Há uma diferença enorme entre os primeiros Dardenne e um filme como Dois Dias, Uma Noite. A ferocidade, quase selvática, com que se filmava a luta pela sobrevivência dos deserdados, dos “olvidados” e demais abandonados (de que Rosetta, filme tão abstracto e tão concreto em simultâneo, continuará a ser exemplo maior) converteu-se aos trâmites do “melodrama social”, numa tepidez que praticamente reduz tudo ao “tema” e à discussão temática.

No papel está tudo certo: a ideia é boa, enquanto reflexo da “crise” vigente na Europa contemporânea e do seu efeito devastador ao nível das relações humanas, virando iguais contra iguais (no caso, os trabalhadores da mesma fábrica), impossibilitando a “união” (também no sentido “sindical” do termo) e gerando já não a “luta de classes” mas a luta “dentro da classe” por coisas tão básicas como um posto de trabalho.

É o ponto de partida do filme: Marion Cotillard (que não tem mal nenhum em si mesma, mas é uma vedeta, um rosto reconhecível, que anula o efeito que tinham os rostos desconhecidos protagonistas de outros Dardennes) precisa de convencer, um a um, os seus colegas de trabalho a abdicarem de receber um prémio de produtividade e a escolherem, em vez disso, a manutenção do emprego dela — porque o patrão ou paga os prémios ou despede uma pessoa. Tarefa hercúlea — são “16 trabalhos” e 16 colegas — que o filme segue numa sucessão de encontros, maneira também de dar, em “radiografia”, uma perspectiva do panorama laboral na Bélgica actual (estamos, como habitual nos Dardenne, na zona de Liège). Também por isso, Dois Dias, Uma Noite resulta esquemático, arrefecido, sem intensidade nenhuma, nem ao nível das personagens nem ao nível da condução narrativa.

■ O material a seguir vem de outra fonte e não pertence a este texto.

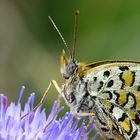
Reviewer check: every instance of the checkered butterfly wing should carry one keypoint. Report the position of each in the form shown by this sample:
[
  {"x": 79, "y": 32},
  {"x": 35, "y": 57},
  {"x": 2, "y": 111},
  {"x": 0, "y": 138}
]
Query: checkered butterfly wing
[{"x": 118, "y": 99}]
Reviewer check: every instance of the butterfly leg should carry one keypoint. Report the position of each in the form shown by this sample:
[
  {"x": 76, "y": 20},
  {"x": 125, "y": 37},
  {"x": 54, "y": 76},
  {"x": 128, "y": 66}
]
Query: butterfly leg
[
  {"x": 88, "y": 126},
  {"x": 53, "y": 82}
]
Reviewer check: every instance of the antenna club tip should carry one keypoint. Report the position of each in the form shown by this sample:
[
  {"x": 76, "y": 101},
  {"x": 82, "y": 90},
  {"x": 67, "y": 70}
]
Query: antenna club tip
[{"x": 77, "y": 13}]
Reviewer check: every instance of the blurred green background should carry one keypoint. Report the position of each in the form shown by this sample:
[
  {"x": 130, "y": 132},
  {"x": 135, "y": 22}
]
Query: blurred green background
[{"x": 30, "y": 47}]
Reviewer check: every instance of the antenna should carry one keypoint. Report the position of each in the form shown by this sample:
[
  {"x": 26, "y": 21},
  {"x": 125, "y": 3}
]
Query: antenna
[
  {"x": 60, "y": 35},
  {"x": 77, "y": 13}
]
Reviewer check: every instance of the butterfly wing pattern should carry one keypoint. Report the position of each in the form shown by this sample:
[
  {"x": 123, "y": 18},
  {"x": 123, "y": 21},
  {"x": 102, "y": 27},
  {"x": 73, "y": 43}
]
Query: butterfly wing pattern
[
  {"x": 111, "y": 90},
  {"x": 116, "y": 91}
]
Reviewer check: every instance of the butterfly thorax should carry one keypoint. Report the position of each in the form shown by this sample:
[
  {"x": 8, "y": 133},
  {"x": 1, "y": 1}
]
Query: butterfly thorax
[{"x": 112, "y": 92}]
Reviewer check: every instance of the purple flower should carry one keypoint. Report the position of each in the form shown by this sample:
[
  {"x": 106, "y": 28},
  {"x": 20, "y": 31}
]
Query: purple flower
[{"x": 36, "y": 125}]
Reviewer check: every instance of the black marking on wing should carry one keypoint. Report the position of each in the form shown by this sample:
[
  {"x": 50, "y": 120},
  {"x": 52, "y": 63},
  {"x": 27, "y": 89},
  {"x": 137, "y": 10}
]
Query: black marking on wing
[
  {"x": 138, "y": 89},
  {"x": 101, "y": 83},
  {"x": 104, "y": 129},
  {"x": 110, "y": 83},
  {"x": 134, "y": 134},
  {"x": 123, "y": 68},
  {"x": 133, "y": 73},
  {"x": 109, "y": 93},
  {"x": 106, "y": 73},
  {"x": 123, "y": 117}
]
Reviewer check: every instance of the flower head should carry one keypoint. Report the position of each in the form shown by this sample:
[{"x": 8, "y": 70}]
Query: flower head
[{"x": 36, "y": 125}]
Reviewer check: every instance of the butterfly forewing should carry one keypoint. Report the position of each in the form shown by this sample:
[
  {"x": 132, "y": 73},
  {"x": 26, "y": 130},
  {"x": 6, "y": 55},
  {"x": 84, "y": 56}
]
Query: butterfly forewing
[{"x": 116, "y": 89}]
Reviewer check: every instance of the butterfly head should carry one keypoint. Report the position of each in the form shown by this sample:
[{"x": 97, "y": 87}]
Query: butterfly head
[{"x": 69, "y": 65}]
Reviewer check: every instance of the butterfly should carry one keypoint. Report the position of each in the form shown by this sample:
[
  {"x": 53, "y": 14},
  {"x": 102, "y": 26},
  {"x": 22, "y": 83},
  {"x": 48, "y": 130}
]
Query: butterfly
[{"x": 109, "y": 89}]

O espectador vai reconhecendo a justeza da “mensagem” e a inteligência do propósito mas não tem, verdadeiramente, razão para muito mais do que esse reconhecimento (e há uma banalidade na mise en scène, uma “linha branca”, que até nos faz ter saudades do frenesi da “câmara-lapa”, colada à pele dos actores, que já foi trademark dos irmãos). Restam três, quatro momentos breves e fugidios — três ou quatro pausas (as cenas no carro), mais a tentativa de suicídio (“Acabei de engolir uma caixa de Xanax”) resolvida, muito bem, em elipse muito mais cómica do que dramática. E, fora a discussão temática, é quase tudo.